Corporate Decision-Making and Quantitative Analysis - Assignment I: Audit market concentration in the EU
Adopting the Open Science Workflow and TRR 266 Template for Reproducible Empirical Accounting Research
This repository provides an infrastructure for an open science-oriented empirical project, specifically targeted at the empirical accounting research community. It features a project exploring audit firms’ market shares in terms of the number of public interest entity (PIE) statutory audits for the year 2021 across EU countries. The project showcases a reproducible workflow integrating Python scripts and data analysis, requiring access to the research platform WRDS, which provides access to a variety of different datasets. This assignment is an empirical replication following open science principles. Through this repository, you will be equipped to evaluate the role of accounting in corporate decision-making while learning to gather, prepare, and analyze relevant data using tools and platforms essential for collaborative and reproducible research.

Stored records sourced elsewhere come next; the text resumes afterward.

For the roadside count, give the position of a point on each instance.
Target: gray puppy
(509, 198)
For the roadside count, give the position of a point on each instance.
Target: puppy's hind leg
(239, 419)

The task involves accessing and retrieving data from the Audit Analytics Database through WRDS, which adds complexity as it requires both understanding WRDS dataset structure and writing scripts to pull the data. Reproducing a table from a seminal paper necessitates a deep understanding of the paper’s methodology and thorough attention to detail to match the results. Additionally, the project output includes documentation of the steps and explicit assumptions made. The paper (and presentation) output files present the findings, compare them with the paper key results and discuss any differences observed.
Even if you are not specifically interested in audit firms’ market shares (who wouldn’t be?) or do not have access to WRDS Databases, the codebase provided in this repository will give you a clear understanding of how to structure a reproducible empirical project. The template and workflow used here are designed to ensure transparency and reproducibility, making it a valuable resource for any empirical accounting research project.
The default branch, only_python, is a stripped-down version of the template containing only the Python workflow. This branch was cloned from the TRR 266 Template for Reproducible Empirical Accounting Research (TREAT) repository, focusing solely on the Python workflow and utulizing the Python libraries listed in the requirements.txt file.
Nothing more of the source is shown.